La ironía final, por supuesto, es que, como bien entendió Arendt, el problema de la compasión politizada es que tiende a adherirse a una clase en particular y, por lo tanto, sin darse cuenta, inflige crueldad a los demás.
Para Robespierre, el objeto de la piedad eran los sans-culottes, y era su sufrimiento lo que, por lo tanto, superaba todas las demás consideraciones. Fue una “calamidad más conmovedora” que la ejecución de inocentes o la masacre de supuestos contrarrevolucionarios, y por lo tanto tales indiscreciones importaron poco en el gran esquema de la revolución.

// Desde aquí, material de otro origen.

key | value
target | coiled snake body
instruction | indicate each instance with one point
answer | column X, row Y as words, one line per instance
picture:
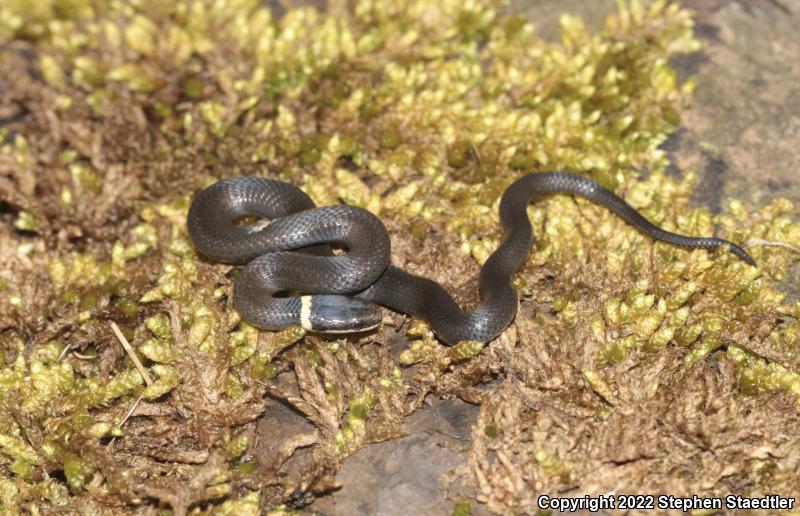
column 340, row 292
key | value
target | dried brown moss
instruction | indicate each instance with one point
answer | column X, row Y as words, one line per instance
column 423, row 112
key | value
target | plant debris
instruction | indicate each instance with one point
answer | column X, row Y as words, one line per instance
column 632, row 366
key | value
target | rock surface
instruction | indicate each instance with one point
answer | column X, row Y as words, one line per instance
column 740, row 135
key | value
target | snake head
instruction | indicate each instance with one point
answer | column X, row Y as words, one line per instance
column 338, row 314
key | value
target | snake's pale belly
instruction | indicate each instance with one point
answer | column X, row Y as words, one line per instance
column 340, row 292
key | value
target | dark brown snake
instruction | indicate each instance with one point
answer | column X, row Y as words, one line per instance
column 340, row 292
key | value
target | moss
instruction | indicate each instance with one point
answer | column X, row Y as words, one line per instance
column 421, row 112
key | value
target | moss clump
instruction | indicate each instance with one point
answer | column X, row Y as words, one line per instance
column 423, row 112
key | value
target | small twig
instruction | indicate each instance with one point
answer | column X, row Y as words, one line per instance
column 770, row 243
column 130, row 411
column 131, row 353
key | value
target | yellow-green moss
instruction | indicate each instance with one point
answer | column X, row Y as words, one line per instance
column 424, row 112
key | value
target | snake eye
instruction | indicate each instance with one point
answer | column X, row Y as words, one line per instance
column 338, row 314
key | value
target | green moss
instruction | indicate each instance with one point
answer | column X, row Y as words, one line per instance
column 425, row 128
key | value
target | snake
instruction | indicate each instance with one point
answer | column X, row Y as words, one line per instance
column 329, row 270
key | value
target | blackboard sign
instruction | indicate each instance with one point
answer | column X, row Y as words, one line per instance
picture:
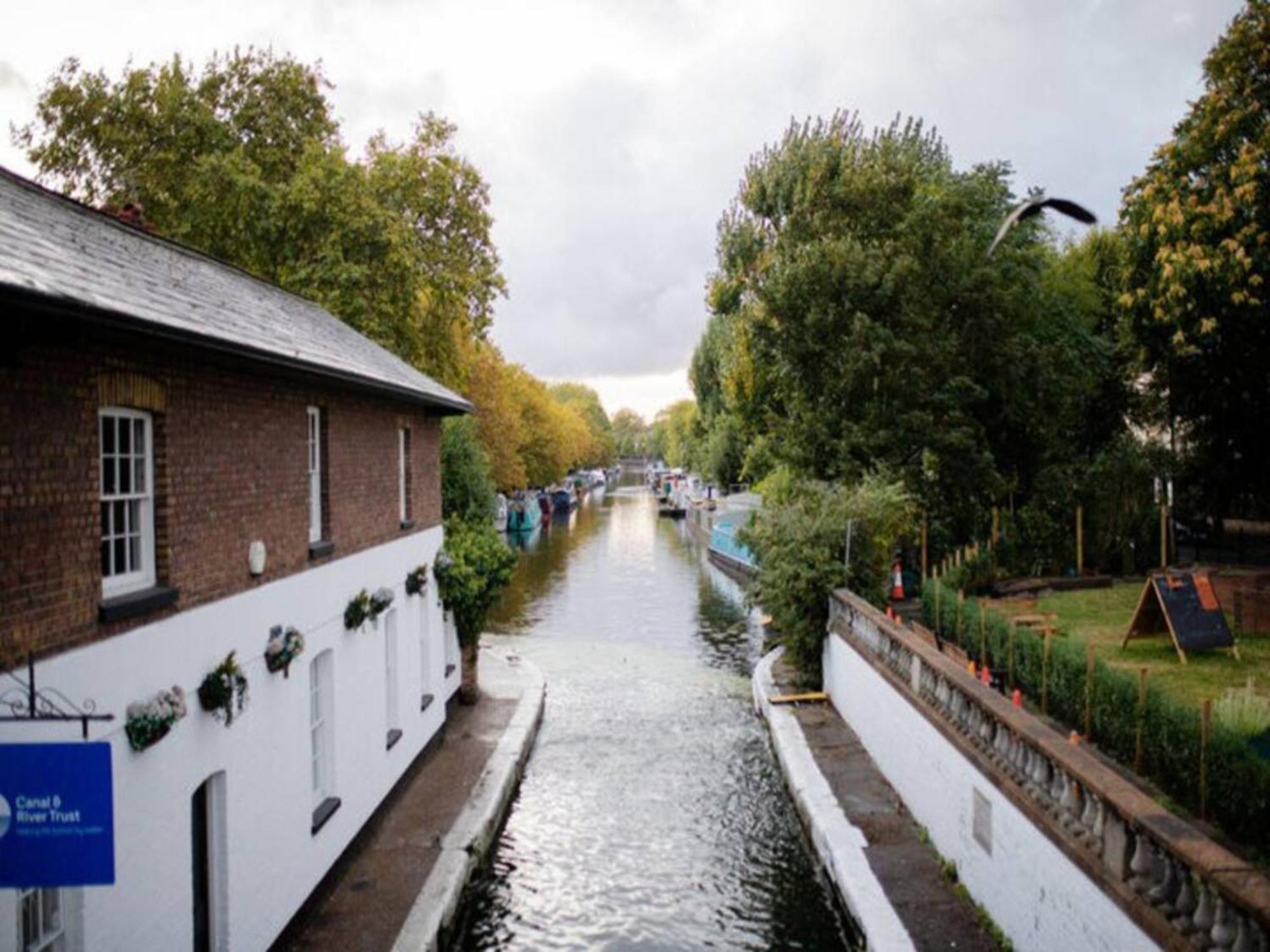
column 1184, row 606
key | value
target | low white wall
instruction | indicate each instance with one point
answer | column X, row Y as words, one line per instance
column 274, row 860
column 1039, row 898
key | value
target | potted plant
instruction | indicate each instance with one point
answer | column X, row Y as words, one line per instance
column 358, row 611
column 224, row 690
column 283, row 649
column 417, row 579
column 149, row 722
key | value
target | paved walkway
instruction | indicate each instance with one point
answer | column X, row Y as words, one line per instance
column 929, row 906
column 366, row 898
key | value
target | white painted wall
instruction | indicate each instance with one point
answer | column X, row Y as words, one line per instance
column 274, row 860
column 1034, row 893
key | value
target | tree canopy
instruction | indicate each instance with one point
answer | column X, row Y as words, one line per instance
column 1197, row 224
column 244, row 162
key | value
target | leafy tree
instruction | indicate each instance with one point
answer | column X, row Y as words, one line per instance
column 631, row 433
column 467, row 488
column 599, row 447
column 680, row 433
column 799, row 543
column 1198, row 228
column 472, row 571
column 244, row 161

Para los Robespierre del lockdownism, el objeto de la compasión se convirtió en aquellos "vulnerables" a Covid, y frente a esta "calamidad más conmovedora", las necesidades de otras clases, principalmente niños y pobres, se consideraron poco importantes. De hecho, los miembros de esas clases podrían recibir todo tipo de crueldades dado el objetivo más grande que los defensores del bloqueo esperaban lograr.
¿Qué conclusiones podemos sacar de todo esto? Mientras escribo, Boris Johnson (cuya carrera política ahora parece estar firmemente en una trayectoria descendente) está hablando una vez más sobre el gobierno que “pone sus brazos alrededor” del país: esta vez en relación con la economía y la incipiente crisis del costo de vida. Parece que la compasión politizada de una forma u otra llegó para quedarse.
Solo podemos esperar que la lección de la historia, que la compasión puede, de hecho, a veces ir demasiado lejos y tomar un giro trágico, no tarde demasiado en aprender.